Solo la scoperta e il gusto di raggiungere questa pienezza consente all’uomo di percepire la propria vita come dono da fare e non come ego da affermare sugli altri, fonte di insolvibili conflitti. Solo chi ri-conosce qualcosa di dato può poi dare a sua volta e concepire la propria vita come dono e compito. Questa percezione della propria vita è l’obiettivo dell’educazione e quindi mediatamente dell’insegnamento. Siamo noi educatori capaci di far vedere a ogni singolo ragazzo, ragazza, quell’unità di senso che rimane nel tempo, anche se viene sollecitata, messa alla prova, arricchita, e a volte quasi annichilita, dal fluire più o meno burrascoso della vita? Siamo noi capaci di aiutare a trovare il "fondamento" che unifica a partire dalla molteplicità dell’esperienza? Se non lo facciamo "improvviseremo" soluzioni "provvisorie", liquide come il mondo senza fondamento, incapaci di far sgorgare risorse di vita che scaturiscono dalle profondità del sé sollecitato da ciò che nella vita è imprevedibile ma che può essere integrato come arricchimento.


È un compito che san Giovanni Paolo II aveva segnalato in modo chiaro, ma che forse dobbiamo ancora raccogliere nella sua pienezza, nella «Fides et ratio»: «Una grande sfida che ci aspetta è quella di saper compiere il passaggio, tanto necessario quanto urgente, dal fenomeno al fondamento. Non è possibile fermarsi alla sola esperienza; anche quando questa esprime e rende manifesta l’interiorità dell’uomo e la sua spiritualità, è necessario che la riflessione speculativa raggiunga la sostanza spirituale e il fondamento che la sorregge». Ciò può avvenire se l’educatore sa attingere nella sua vita a questo fondamento, perché poi sarà capace di coglierlo negli altri, nessuno ri-conosce ciò che non conosce: «Chi non incontra mai una persona degna d’amore, non può mai vivere le profondità nelle quali si radica l’amore» (Edith Stein, «L’empatia»).

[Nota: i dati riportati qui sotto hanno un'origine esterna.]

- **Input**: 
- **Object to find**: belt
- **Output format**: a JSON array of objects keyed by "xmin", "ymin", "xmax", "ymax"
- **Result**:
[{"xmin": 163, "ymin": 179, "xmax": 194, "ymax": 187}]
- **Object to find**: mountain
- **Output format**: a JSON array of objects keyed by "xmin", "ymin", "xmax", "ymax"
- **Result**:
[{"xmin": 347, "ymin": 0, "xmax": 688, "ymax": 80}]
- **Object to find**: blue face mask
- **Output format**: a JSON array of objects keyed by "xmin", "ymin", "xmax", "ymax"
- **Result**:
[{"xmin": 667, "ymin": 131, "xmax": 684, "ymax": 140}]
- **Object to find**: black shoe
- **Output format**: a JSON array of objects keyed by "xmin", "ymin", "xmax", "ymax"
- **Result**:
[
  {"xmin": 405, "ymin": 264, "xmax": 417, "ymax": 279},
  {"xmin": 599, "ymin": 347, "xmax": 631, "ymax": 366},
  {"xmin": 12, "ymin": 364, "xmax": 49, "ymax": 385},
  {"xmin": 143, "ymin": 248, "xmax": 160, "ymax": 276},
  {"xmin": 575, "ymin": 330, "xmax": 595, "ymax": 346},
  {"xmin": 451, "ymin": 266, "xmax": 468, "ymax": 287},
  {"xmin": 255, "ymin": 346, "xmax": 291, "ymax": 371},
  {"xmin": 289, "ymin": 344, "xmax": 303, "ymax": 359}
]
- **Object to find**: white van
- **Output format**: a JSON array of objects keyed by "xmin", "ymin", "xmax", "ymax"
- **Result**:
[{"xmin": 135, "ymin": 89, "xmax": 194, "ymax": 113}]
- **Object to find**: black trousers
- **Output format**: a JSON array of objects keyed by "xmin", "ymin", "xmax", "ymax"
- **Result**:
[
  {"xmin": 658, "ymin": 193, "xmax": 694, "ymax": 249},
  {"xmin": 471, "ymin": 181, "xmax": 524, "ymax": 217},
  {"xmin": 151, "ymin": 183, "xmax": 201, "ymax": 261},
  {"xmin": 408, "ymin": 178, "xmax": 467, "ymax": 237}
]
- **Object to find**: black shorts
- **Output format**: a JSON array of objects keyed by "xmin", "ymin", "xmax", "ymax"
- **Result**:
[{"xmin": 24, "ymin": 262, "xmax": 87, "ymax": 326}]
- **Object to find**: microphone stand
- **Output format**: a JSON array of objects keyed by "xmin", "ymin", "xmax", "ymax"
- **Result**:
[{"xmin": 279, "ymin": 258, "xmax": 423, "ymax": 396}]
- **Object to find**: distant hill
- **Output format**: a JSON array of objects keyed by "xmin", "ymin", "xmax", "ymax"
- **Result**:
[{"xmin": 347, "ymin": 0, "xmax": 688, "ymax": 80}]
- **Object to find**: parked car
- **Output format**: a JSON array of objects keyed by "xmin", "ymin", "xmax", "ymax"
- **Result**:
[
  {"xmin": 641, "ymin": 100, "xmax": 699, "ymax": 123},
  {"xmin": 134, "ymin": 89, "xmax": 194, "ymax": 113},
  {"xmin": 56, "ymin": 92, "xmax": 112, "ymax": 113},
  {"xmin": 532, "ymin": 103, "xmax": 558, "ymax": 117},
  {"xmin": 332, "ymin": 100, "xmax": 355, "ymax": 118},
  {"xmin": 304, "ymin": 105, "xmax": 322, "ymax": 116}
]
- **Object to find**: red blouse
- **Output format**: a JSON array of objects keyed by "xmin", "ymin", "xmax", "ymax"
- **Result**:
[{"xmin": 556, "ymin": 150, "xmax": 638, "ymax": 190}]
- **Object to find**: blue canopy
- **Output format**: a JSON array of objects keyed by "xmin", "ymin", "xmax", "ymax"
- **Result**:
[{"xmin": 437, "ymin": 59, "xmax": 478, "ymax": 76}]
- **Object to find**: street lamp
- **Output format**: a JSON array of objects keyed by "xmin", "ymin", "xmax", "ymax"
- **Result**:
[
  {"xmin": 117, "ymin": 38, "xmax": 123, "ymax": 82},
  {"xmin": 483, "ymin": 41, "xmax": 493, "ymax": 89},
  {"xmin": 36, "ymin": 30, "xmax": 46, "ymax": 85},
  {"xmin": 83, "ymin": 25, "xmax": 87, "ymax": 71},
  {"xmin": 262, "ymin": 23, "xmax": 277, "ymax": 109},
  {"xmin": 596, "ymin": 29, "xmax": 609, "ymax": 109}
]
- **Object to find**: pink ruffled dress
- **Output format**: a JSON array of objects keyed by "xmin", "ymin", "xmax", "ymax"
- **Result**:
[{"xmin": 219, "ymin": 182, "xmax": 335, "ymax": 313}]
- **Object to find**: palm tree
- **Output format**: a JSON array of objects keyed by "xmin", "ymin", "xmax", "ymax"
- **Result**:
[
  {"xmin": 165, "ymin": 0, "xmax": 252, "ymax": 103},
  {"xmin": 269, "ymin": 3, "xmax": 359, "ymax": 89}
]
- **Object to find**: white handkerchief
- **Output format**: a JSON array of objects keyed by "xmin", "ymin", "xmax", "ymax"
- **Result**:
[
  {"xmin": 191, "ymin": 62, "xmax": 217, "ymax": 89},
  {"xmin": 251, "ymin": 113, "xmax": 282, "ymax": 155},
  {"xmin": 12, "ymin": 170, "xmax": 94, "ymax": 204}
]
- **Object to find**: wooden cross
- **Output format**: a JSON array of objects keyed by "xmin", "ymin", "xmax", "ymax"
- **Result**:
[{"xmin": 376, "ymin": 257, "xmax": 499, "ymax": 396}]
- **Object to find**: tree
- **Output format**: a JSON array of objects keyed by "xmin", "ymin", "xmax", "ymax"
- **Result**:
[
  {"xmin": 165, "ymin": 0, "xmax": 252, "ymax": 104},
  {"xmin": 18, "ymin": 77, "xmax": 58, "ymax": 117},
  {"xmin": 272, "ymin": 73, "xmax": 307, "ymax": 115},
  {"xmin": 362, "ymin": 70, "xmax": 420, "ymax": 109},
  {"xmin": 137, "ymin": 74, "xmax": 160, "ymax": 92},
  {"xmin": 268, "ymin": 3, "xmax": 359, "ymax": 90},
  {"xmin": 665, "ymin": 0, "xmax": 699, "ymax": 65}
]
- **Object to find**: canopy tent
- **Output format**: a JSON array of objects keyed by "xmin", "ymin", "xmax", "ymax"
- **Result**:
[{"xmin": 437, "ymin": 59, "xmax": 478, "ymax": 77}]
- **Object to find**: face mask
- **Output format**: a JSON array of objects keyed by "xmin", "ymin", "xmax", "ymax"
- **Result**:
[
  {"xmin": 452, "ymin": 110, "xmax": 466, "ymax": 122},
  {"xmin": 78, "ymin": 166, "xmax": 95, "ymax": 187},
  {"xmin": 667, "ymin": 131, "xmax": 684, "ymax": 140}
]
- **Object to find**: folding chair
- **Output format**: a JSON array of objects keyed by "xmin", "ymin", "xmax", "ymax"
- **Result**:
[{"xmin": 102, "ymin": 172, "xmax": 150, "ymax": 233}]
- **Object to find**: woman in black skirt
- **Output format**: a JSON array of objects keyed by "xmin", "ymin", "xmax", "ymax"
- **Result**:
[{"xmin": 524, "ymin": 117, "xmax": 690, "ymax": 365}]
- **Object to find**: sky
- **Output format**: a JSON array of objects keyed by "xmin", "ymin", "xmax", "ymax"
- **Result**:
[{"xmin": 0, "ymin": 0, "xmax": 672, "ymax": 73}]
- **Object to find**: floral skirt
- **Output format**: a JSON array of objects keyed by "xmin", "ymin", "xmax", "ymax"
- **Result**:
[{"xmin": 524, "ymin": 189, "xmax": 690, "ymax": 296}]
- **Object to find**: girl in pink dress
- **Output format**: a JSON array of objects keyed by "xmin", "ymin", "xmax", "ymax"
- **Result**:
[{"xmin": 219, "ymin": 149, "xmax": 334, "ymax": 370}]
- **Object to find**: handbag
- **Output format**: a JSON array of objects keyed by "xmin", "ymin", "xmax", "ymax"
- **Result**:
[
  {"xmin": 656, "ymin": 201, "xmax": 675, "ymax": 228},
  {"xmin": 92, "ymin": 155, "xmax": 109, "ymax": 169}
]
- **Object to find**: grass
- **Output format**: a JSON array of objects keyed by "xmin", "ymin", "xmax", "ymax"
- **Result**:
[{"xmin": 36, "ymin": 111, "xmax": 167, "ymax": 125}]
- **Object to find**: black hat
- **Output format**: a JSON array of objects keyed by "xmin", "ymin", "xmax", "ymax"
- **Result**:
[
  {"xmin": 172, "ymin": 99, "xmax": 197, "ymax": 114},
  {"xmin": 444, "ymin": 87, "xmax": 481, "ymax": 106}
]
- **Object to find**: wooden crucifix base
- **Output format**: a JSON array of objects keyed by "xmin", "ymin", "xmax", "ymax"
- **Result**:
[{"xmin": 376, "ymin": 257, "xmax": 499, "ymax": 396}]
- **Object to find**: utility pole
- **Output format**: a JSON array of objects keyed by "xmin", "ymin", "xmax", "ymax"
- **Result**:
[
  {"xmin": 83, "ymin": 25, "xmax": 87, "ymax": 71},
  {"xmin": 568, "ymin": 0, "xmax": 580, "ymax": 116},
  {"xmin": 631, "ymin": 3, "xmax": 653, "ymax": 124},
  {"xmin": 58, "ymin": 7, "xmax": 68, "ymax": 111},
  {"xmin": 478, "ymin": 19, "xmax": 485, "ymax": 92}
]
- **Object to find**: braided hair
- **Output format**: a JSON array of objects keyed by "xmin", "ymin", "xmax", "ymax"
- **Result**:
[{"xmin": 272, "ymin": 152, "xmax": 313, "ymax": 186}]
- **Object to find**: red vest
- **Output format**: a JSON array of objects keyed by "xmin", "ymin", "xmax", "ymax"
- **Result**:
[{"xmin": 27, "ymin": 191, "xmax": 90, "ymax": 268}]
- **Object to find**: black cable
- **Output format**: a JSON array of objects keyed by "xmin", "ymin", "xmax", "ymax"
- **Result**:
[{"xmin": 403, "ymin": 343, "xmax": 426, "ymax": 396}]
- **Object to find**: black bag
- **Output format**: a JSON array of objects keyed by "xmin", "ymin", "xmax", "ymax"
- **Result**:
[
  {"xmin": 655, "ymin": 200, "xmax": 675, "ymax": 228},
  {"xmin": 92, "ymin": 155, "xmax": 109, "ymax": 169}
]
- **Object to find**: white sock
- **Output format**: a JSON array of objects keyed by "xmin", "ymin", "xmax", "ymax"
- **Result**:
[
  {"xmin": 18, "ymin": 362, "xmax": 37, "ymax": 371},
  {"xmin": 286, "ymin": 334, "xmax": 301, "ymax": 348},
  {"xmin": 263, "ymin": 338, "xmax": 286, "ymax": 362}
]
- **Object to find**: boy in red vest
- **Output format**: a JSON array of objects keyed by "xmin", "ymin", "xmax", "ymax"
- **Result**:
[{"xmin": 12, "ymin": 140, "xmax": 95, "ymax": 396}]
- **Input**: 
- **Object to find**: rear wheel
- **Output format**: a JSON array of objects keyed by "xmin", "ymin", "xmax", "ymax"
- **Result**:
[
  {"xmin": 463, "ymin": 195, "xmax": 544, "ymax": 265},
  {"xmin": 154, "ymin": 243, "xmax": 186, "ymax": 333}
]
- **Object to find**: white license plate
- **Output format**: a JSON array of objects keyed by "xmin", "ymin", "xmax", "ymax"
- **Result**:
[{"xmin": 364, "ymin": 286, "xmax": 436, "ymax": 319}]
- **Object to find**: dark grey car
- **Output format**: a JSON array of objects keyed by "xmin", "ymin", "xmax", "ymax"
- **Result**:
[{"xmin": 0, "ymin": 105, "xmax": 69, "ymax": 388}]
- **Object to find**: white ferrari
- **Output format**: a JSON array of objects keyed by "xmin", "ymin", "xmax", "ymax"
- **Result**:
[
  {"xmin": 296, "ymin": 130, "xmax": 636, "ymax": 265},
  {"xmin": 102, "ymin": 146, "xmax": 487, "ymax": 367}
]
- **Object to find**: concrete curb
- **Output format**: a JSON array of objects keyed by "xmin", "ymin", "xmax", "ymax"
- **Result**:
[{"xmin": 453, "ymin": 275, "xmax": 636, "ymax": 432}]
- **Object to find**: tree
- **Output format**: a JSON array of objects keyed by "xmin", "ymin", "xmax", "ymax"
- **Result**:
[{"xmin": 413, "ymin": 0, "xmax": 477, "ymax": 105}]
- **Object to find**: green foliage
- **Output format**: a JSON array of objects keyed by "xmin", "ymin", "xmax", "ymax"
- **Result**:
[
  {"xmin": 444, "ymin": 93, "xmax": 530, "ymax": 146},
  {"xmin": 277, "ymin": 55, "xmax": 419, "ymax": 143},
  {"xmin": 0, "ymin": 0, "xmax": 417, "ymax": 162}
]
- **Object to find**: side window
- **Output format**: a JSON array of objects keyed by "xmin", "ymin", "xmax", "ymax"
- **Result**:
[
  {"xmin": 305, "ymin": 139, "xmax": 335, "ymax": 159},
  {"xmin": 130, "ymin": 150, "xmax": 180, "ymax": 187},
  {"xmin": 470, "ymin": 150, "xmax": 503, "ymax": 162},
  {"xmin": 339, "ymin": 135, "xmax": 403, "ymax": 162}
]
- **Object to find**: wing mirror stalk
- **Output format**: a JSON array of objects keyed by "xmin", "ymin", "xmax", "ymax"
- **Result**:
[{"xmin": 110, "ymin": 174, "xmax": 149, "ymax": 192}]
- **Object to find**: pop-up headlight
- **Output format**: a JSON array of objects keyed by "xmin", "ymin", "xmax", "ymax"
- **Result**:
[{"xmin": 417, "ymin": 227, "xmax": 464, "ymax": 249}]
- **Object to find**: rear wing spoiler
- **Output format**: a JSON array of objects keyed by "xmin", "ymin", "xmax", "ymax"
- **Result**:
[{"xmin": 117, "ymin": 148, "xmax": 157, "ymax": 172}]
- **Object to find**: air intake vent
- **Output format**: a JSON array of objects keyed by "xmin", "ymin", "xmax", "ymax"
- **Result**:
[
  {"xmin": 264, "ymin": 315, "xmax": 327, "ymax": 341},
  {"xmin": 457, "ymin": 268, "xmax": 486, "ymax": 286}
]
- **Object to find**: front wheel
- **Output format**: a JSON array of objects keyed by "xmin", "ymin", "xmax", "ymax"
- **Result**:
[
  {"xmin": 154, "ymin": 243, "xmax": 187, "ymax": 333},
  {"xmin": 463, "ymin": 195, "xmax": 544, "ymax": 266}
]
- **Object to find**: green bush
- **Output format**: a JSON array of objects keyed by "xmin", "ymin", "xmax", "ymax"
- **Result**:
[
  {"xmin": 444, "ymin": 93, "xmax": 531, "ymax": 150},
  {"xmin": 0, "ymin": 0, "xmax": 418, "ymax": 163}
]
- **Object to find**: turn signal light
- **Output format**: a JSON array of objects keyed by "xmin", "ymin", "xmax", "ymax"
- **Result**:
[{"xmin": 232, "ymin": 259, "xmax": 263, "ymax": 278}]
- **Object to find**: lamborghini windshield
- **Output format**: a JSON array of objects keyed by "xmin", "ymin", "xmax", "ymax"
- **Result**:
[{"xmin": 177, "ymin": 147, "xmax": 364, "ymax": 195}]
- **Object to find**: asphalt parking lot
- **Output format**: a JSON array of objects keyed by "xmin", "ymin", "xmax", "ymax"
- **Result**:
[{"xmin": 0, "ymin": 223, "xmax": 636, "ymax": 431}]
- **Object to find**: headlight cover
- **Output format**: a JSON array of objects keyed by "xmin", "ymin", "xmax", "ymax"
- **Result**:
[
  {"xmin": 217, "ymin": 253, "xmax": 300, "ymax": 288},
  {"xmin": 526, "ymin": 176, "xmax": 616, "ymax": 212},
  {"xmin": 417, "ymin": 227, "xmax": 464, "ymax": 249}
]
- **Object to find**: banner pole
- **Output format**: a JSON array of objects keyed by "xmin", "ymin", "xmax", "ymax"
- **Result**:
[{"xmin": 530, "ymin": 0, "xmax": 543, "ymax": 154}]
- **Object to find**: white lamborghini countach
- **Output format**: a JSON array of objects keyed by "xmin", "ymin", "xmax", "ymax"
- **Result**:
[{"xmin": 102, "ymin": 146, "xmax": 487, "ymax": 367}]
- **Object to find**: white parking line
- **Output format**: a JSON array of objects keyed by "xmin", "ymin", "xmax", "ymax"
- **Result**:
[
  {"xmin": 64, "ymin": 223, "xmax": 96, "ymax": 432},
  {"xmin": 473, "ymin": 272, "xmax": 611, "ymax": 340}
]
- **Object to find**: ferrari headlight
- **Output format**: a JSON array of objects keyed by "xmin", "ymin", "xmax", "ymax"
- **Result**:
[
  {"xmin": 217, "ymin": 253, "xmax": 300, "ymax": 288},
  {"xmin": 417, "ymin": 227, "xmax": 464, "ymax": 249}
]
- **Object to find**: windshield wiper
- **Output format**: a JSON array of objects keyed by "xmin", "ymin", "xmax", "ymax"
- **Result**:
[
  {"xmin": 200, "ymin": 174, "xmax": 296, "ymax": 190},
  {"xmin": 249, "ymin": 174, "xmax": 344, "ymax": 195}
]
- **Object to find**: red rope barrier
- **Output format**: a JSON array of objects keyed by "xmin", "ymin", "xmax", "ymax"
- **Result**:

Tutto questo richiede studio, preparazione, trasformazione personale, dono di sé. La scuola si fa a partire dai maestri. Così è e sempre sarà. Le soluzioni organizzative sono importanti, ma saranno dettate da questa visione più ampia, altrimenti saranno oggetto di un dibattito esclusivamente ideologico, di qualsiasi marca sia. Gli educatori non sono chiamati a essere organizzatori, ma «esperti in umanità, che conoscano a fondo il cuore dell’uomo d’oggi, ne partecipino gioie e speranze, angosce e tristezze, e nello stesso tempo siano dei contemplativi innamorati di Dio» (Giovanni Paolo II, discorso dell’11 ottobre 1985). Solo questa profondità detterà soluzioni sempre nuove e creative, pratiche virtuose capaci di realizzare nel mondo quella "incarnazione" che è il centro della pedagogia divina e quindi fonte di ogni pedagogia umana.